Anonymous posted on Wednesday, May 18, 2005 - 4:00 pm
I want to do a path analysis for a standardized DV. So instead of a survey weight, my weight is porportional to the reciprocal of the variance of my DV. Can MPlus handle this?
bmuthen posted on Thursday, May 19, 2005 - 11:24 am
You can use the Mplus frequency weight option. There is one catch, however, in that Mplus currently requires integer frequency weights. You can get around this approximately by replacing your weight w with 1000*w and round to integers to capture the first 3 significant digits of the weights. You should then use the MLR estimator to get results that are not scale dependent.
Kevin Wang posted on Tuesday, October 27, 2009 - 2:09 pm
I am using version 5.2
When I use FREQWEIGHT, I receive this error message, while my computer system should exceed the required capacity. Is there any way to fix it?
*** FATAL ERROR THERE IS NOT ENOUGH MEMORY SPACE TO RUN Mplus ON THE CURRENT INPUT FILE. YOU CAN TRY TO FREE UP SOME MEMORY BY CLOSING OTHER APPLICATIONS THAT ARE CURRENTLY RUNNING. NOTE THAT THE MODEL MAY REQUIRE MORE MEMORY THAN ALLOWED BY THE OPERATING SYSTEM. REFER TO SYSTEM REQUIREMENTS AT www.statmodel.com FOR MORE INFORMATION ABOUT THIS LIMIT.
regarding your post from 5/19/2005, wouldn't this approach change the standard errors of the estimates given the 1000 fold increase in the sample size? The reason for asking is that one of my students is trying to incorporate frequency weights from a propensity score analysis with a consequent mediation analysis. The frequency weights from PS are non-integers, but Mplus does not allow for non-integer frequency weights.Thus we followed your advice and multiplied the weights by 1000 to recover 3 digits, but this increased the sample size a 1000 fold. Thank you for your thoughts.
Paul Norris posted on Tuesday, January 07, 2014 - 1:47 pm
Dear Linda, Bengt et al,
Sorry for reviving such an old thread. I'm following the idea of multiplying weights by 1000 and rounding to integers to create weights which can be used with freqweight.
I understand how this adjustment will affect the SEs of regression coefficients etc. However, can anyone comment on how the 1000 fold increase in sample size affects the identification of groups in an LCA model. Will it affect the "optimal" number of groups identified by ABIC? How about the diagnostics with Estimator=Bayes?
I have two questions concerning FREQWEIGHT based on this discussion, where I use w*1,000 as my FREQWEIGHT (because w is filled with fractions).
(1) Using ML estimation: can the resulting chi-square value simply be corrected by dividing by 1,000?
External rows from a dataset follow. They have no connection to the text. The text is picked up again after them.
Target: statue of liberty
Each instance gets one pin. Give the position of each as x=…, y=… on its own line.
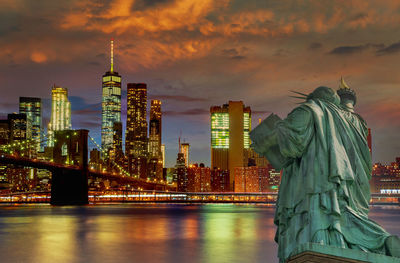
x=324, y=192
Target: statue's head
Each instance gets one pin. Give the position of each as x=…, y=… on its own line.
x=347, y=96
x=326, y=94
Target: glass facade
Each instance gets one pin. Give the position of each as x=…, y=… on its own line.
x=246, y=128
x=136, y=122
x=60, y=113
x=111, y=108
x=32, y=108
x=220, y=130
x=155, y=130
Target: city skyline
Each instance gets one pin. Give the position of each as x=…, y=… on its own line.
x=226, y=51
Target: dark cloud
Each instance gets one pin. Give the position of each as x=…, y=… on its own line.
x=358, y=17
x=393, y=48
x=347, y=50
x=235, y=53
x=281, y=52
x=187, y=112
x=177, y=98
x=315, y=46
x=144, y=4
x=238, y=57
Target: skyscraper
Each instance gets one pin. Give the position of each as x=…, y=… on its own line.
x=136, y=123
x=155, y=130
x=111, y=104
x=230, y=127
x=163, y=154
x=181, y=173
x=60, y=113
x=32, y=108
x=184, y=148
x=116, y=153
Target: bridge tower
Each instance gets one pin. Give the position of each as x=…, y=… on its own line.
x=70, y=187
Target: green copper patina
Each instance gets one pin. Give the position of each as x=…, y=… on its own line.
x=324, y=192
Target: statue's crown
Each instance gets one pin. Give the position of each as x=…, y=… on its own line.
x=345, y=92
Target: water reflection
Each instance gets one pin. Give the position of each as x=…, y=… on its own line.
x=146, y=233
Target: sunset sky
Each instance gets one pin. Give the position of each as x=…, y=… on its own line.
x=197, y=53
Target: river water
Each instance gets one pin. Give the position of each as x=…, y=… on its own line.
x=147, y=232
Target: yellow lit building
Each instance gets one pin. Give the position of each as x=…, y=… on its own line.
x=230, y=141
x=60, y=113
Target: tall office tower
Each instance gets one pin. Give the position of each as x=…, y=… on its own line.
x=369, y=141
x=111, y=104
x=136, y=123
x=116, y=153
x=184, y=148
x=230, y=141
x=19, y=126
x=163, y=154
x=181, y=173
x=32, y=108
x=199, y=178
x=155, y=130
x=60, y=113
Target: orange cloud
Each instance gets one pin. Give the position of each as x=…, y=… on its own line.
x=38, y=57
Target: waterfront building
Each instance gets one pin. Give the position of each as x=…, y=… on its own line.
x=199, y=178
x=4, y=132
x=136, y=142
x=136, y=123
x=115, y=153
x=111, y=104
x=184, y=148
x=19, y=126
x=70, y=147
x=181, y=173
x=155, y=130
x=163, y=154
x=369, y=140
x=219, y=180
x=32, y=108
x=60, y=118
x=256, y=179
x=230, y=141
x=386, y=178
x=95, y=162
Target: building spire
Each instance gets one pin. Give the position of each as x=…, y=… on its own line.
x=112, y=55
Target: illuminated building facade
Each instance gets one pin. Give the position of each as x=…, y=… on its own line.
x=155, y=130
x=32, y=108
x=386, y=178
x=220, y=180
x=136, y=142
x=111, y=104
x=60, y=113
x=19, y=126
x=116, y=153
x=251, y=179
x=163, y=154
x=181, y=173
x=4, y=132
x=199, y=178
x=230, y=141
x=369, y=140
x=184, y=148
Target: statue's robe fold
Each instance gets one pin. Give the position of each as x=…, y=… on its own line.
x=324, y=191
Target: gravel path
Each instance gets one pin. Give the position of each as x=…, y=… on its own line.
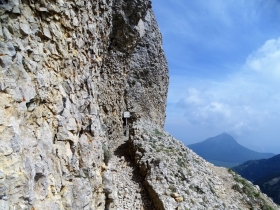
x=128, y=181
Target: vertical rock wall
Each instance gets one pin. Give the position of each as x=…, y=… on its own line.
x=68, y=71
x=134, y=74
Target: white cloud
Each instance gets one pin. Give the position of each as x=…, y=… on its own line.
x=243, y=102
x=266, y=60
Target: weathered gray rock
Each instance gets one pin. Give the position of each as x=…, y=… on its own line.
x=69, y=69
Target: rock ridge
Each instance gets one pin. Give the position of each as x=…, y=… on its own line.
x=69, y=69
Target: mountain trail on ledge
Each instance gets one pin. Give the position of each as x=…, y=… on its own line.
x=127, y=179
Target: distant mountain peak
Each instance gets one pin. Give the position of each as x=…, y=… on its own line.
x=224, y=147
x=222, y=138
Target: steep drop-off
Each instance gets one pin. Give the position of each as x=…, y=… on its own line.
x=69, y=69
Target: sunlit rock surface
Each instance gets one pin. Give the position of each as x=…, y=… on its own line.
x=69, y=69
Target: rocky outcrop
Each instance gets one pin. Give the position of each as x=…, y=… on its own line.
x=177, y=178
x=69, y=69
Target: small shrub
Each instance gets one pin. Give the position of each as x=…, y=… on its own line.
x=180, y=162
x=107, y=154
x=172, y=188
x=157, y=132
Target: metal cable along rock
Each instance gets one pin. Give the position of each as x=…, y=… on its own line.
x=69, y=70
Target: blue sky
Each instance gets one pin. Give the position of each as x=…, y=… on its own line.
x=224, y=66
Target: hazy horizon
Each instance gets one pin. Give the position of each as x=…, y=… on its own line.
x=224, y=66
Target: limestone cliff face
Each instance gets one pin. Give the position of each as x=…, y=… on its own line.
x=68, y=71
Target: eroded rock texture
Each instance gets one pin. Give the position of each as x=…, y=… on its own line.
x=68, y=71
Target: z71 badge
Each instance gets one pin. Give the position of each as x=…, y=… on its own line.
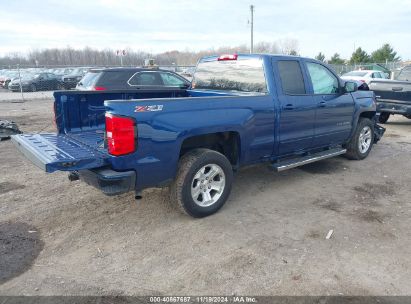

(2) Using MLR estimation: I get the error that "THE CHI-SQUARE COULD NOT BE COMPUTED. THE CORRECTION FACTOR IS NEGATIVE." Can you help me understand what this means? If it helps I have 70 cases with a w ranging from .167 to 1.000.
I hope someone can help me out. I have similar error message.
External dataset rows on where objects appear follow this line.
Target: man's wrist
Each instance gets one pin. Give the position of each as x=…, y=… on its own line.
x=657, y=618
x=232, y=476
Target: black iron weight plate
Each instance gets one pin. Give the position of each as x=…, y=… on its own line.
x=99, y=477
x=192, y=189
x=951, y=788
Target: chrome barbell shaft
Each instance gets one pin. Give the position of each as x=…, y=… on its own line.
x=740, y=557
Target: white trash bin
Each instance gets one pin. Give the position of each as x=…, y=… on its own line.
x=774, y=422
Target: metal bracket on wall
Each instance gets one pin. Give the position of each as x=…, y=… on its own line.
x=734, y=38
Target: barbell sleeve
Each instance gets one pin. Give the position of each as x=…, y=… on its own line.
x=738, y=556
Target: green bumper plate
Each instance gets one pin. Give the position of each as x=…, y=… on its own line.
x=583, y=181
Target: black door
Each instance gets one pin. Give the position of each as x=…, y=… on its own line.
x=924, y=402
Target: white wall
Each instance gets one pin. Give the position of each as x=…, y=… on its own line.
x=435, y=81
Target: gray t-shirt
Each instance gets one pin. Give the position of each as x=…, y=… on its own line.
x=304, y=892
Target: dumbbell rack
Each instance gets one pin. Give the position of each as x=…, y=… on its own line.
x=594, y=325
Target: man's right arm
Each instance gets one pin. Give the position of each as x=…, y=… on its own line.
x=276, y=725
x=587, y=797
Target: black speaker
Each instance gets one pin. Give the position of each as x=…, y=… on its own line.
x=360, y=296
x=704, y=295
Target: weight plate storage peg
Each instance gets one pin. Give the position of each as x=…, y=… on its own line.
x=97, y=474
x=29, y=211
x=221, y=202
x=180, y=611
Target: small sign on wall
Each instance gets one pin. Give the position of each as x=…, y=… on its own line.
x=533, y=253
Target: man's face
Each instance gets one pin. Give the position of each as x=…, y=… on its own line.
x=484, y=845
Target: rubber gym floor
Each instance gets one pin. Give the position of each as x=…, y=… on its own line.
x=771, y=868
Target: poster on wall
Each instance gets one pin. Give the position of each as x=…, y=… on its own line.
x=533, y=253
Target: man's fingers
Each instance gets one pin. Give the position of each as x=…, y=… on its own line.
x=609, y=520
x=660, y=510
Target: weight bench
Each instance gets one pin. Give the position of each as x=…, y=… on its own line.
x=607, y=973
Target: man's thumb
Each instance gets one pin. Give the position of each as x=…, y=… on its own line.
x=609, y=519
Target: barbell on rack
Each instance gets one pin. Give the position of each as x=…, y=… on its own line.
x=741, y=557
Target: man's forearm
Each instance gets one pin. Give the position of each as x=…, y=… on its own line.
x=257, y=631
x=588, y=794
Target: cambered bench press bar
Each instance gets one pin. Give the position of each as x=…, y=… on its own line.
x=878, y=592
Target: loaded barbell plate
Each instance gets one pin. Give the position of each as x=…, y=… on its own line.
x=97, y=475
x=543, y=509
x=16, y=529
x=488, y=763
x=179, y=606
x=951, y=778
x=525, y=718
I'm running a path model with type=complex (students of different studies) but I get this error:
THE STANDARD ERRORS OF THE MODEL PARAMETER ESTIMATES MAY NOT BE TRUSTWORTHY FOR SOME PARAMETERS DUE TO A NON-POSITIVE DEFINITE FIRST-ORDER DERIVATIVE PRODUCT MATRIX. THIS MAY BE DUE TO THE STARTING VALUES BUT MAY ALSO BE AN INDICATION OF MODEL NONIDENTIFICATION. THE CONDITION NUMBER IS -0.687D-17. PROBLEM INVOLVING THE FOLLOWING PARAMETER: Parameter 10, AANTALEC ON HAVOMBO
THIS IS MOST LIKELY DUE TO HAVING MORE PARAMETERS THAN THE NUMBER OF CLUSTERS MINUS THE NUMBER OF STRATA WITH MORE THAN ONE CLUSTER.
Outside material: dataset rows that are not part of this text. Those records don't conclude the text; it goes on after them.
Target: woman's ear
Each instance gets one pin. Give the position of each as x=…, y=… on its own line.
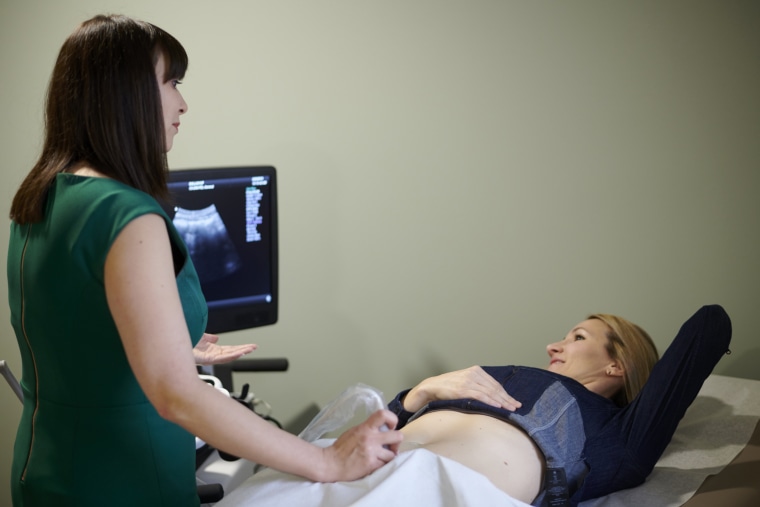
x=615, y=370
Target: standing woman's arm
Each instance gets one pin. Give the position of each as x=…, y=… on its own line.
x=144, y=301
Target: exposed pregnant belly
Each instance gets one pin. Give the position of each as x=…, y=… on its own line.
x=497, y=449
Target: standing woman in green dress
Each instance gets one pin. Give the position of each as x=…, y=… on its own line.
x=106, y=304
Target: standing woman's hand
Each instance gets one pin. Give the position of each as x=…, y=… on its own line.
x=208, y=351
x=363, y=449
x=473, y=383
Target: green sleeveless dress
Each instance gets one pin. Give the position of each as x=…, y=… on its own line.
x=88, y=435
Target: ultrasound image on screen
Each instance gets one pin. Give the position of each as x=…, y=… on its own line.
x=225, y=223
x=208, y=243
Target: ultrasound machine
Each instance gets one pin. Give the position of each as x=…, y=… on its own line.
x=228, y=218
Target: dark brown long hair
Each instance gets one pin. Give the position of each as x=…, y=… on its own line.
x=104, y=108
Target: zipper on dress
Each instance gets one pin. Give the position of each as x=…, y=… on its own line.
x=31, y=353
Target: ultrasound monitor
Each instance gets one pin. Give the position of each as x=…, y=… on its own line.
x=227, y=217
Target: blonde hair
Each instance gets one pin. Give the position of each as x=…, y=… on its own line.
x=630, y=345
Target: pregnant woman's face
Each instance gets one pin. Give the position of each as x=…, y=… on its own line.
x=583, y=356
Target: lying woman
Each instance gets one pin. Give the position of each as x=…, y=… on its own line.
x=595, y=421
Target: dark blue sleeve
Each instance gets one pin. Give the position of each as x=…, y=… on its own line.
x=653, y=416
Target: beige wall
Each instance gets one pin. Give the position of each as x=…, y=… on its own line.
x=460, y=182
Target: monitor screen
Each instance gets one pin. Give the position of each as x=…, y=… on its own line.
x=227, y=217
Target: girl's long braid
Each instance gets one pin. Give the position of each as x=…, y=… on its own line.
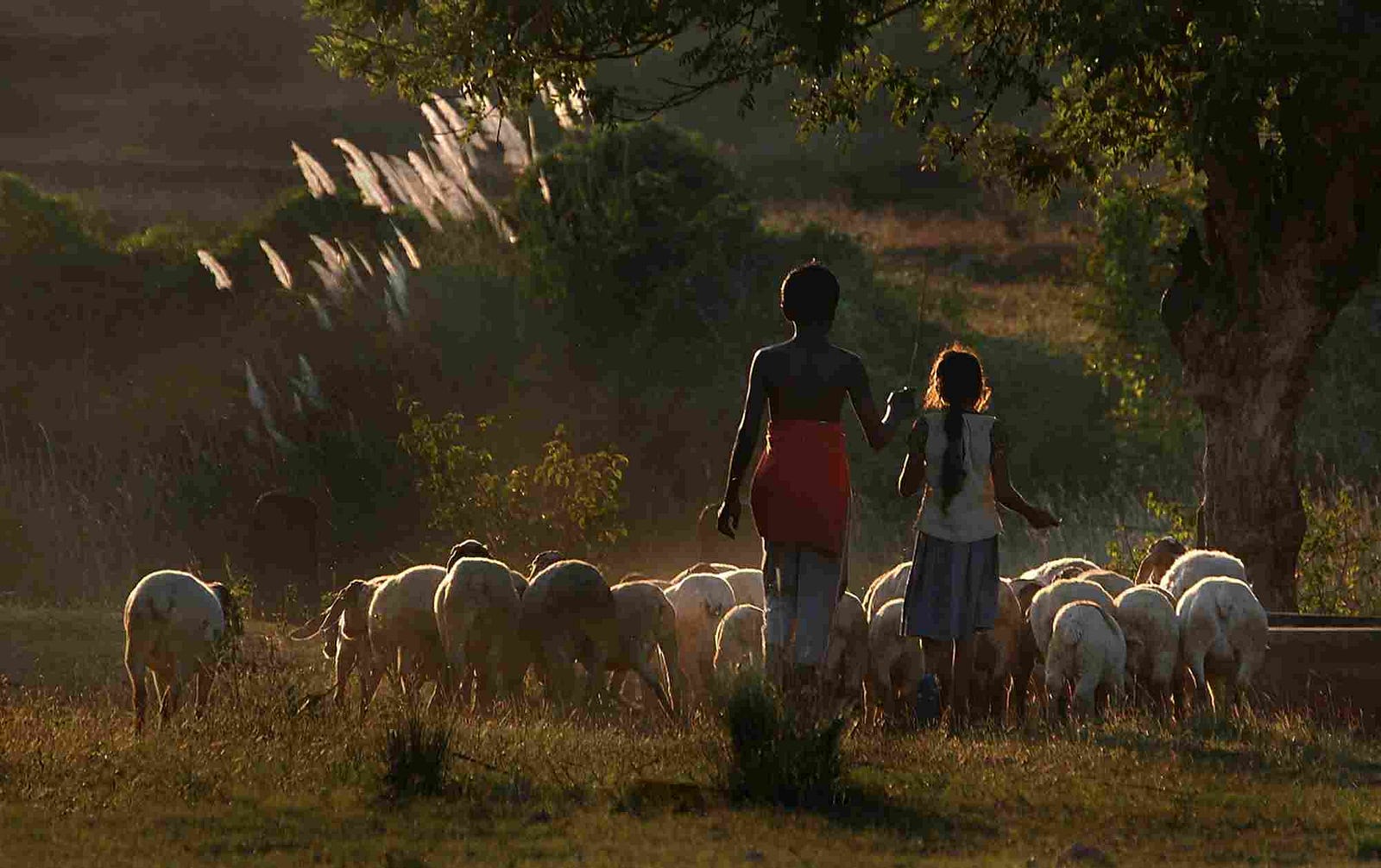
x=952, y=465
THE CHI-SQUARE COULD NOT BE COMPUTED. THE CORRECTION FACTOR IS NEGATIVE.
When running the same analysis without type=complex, I get similar results, but no error. Can I somehow repair this error? Or is it not possible to account for the fact the students are from different studies?
In addition to my question above, I am wondering whether I should use type=complex or not. I read somewhere here that you need at least 20 clusters? I only have 10. What can I do? Include dummy's for these studies?
I also did path models with type=complex and MLSV, the dependent variable was binary, and then I did not get any error message. Can I trust these results? Or is it better to leave out the type=complex here too, because of the small amount of clusters?